The Arab Center for Research and Policy Studies has published Mustafa Umar al-Tair’s Roots and Repercussions of Conflict in the Libyan Revolution: A Contribution to Analysis [or alternatively (as per the URL for the Arabic notice of publication: The Libyan Revolution Conflict, Roots and Implications], a book that tracks the Libyan Revolution from its inception, with analysis of the most important factors that sparked off its eruption. It examines the discourses employed by Gaddafi’s authorities, as well as by the revolutionaries, that helped to kindle the conflict – and it spotlights the roots of the conflict in Libyan culture and history, particularly the role of the tribe and tribal loyalties. The book additionally assesses the roles played by neighboring countries, Arab and non-Arab regional states, and the major western powers, in providing support to the Libyan parties to the conflict and setting the stage for international intervention.
Birth and Malaise
In his Introduction to the book’s seven chapters, the author shows how developments in the surrounding region helped consolidate the rule of the Gaddafi family over Libya, before proceeding to assess the general factors that led to the revolution, and the immediate ones that sparked it.
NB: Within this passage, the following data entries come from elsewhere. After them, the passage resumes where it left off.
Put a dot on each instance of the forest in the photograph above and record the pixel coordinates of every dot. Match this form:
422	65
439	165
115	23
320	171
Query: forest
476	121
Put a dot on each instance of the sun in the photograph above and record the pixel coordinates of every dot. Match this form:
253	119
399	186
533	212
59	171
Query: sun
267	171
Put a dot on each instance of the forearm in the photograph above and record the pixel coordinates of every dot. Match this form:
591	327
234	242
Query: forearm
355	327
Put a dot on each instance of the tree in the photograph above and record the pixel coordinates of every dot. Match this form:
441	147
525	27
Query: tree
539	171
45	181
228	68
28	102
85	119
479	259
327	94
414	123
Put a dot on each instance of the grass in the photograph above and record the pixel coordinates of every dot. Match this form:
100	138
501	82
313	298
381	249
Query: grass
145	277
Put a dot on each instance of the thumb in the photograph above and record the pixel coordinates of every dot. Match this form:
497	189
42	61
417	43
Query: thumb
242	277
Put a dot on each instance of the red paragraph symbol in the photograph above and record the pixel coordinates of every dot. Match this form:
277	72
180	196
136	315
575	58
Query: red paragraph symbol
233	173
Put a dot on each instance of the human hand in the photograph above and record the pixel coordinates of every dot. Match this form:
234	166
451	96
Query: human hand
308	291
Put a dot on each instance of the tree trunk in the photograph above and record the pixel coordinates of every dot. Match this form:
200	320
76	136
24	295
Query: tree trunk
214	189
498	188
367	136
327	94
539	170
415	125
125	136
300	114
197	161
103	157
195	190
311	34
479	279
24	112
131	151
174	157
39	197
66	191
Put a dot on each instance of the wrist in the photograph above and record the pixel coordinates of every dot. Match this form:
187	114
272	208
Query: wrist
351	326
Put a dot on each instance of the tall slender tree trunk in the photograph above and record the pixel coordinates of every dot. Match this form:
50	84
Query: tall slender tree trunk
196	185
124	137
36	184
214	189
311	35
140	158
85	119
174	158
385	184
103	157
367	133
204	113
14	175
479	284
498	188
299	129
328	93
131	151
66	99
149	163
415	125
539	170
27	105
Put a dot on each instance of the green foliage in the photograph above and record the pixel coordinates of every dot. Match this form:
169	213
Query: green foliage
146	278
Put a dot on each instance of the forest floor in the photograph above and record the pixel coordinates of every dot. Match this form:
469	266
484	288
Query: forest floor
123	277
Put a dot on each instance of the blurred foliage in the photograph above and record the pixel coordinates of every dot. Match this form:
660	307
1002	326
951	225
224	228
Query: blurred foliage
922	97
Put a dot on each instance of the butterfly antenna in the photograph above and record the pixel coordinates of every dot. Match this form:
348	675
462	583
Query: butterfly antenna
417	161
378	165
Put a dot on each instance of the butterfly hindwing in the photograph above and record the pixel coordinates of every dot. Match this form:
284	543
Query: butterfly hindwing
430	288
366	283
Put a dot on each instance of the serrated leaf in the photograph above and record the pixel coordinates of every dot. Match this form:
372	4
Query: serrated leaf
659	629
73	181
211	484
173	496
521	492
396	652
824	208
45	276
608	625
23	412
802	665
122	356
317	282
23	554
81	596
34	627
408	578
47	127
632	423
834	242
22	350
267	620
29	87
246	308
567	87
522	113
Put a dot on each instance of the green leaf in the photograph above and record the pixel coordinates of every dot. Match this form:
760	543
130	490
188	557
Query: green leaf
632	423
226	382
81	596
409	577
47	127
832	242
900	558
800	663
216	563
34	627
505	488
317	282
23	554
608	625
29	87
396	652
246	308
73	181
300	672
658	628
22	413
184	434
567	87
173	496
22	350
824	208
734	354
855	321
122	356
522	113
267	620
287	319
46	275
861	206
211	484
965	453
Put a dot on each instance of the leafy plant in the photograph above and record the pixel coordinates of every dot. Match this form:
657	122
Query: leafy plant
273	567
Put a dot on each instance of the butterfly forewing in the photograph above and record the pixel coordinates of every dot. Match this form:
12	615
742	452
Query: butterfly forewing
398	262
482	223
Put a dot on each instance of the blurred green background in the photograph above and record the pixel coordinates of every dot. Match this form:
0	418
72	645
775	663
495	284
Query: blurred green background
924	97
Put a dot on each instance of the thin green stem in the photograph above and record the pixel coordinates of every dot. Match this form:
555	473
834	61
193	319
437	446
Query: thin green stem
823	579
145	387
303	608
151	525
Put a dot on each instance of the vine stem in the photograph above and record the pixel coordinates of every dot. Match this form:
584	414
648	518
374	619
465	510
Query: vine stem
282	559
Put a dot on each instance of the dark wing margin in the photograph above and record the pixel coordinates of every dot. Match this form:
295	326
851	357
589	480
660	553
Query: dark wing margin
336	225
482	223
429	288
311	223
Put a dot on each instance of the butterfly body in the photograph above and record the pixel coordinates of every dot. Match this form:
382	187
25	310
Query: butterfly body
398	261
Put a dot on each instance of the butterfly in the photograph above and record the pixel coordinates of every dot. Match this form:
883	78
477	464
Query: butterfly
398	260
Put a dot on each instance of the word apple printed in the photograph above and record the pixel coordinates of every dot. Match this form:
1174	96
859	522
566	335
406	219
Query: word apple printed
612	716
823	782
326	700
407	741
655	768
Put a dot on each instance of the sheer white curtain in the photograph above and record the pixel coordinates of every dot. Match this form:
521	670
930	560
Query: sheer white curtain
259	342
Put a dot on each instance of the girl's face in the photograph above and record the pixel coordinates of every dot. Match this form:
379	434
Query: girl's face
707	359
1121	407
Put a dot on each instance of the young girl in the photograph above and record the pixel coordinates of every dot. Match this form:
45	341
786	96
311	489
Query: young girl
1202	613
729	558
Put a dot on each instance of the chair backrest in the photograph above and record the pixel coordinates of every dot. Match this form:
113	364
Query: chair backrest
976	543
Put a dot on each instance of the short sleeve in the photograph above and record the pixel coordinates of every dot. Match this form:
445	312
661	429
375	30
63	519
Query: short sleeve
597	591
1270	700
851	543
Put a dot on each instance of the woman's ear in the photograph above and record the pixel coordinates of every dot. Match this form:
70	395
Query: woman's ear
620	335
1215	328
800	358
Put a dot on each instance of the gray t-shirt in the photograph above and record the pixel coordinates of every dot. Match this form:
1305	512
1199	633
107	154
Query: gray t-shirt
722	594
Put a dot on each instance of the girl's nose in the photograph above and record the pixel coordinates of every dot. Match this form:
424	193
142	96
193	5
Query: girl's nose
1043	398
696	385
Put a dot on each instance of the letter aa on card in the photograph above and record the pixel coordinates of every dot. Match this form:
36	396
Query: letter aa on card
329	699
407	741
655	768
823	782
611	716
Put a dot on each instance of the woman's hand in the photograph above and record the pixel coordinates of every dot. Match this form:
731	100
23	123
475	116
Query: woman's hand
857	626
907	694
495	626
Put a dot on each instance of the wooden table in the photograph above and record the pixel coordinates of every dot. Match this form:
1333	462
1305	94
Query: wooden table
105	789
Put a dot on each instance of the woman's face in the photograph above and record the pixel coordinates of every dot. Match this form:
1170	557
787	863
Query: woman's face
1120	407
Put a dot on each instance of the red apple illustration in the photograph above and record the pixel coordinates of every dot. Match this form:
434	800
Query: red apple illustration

The first chapter, “After Colonialism - the Nation State: the Period of Birth and Early Malaise,” takes up the tribe in Libya as social agent, the colonial era, the monarchy, civilian rule – ‘birth’ as the author terms it – then finally the Republican stage of military rule or ’malaise’. The chapter ends with mapping the societal struggle in Libya between preservation of authority and the quest for social and political change.
In Chapter Two, “Despotism and Social Oppression,” the author recounts the “life story of a despotic rule” and the attendant erection of a wall of fear, a process involving multiple stages: repealing existing laws and so dismantling society, the state and its institutions; implementing a program of repression and subjugation that began with students in secondary schools, institutes and universities and spread to all groups of society; building a new system of "revolutionary committees"; strengthening and diversifying the security services; constructing notorious prisons; carrying out assassinations; and, on a global scale, blowing up transportation conveyances and entertainment venues.
In the third chapter, "Accumulated Rage and Revolution’s Historic Opportunity," al-Tair examines the Libyan public’s ascendant anger with Gaddafi, pending the historic moment of the launch of the popular revolution. He likens that event to “the moment that an active but dormant volcano violently erupts… damaging the earth and killing all living beings, be they plant, animal or human".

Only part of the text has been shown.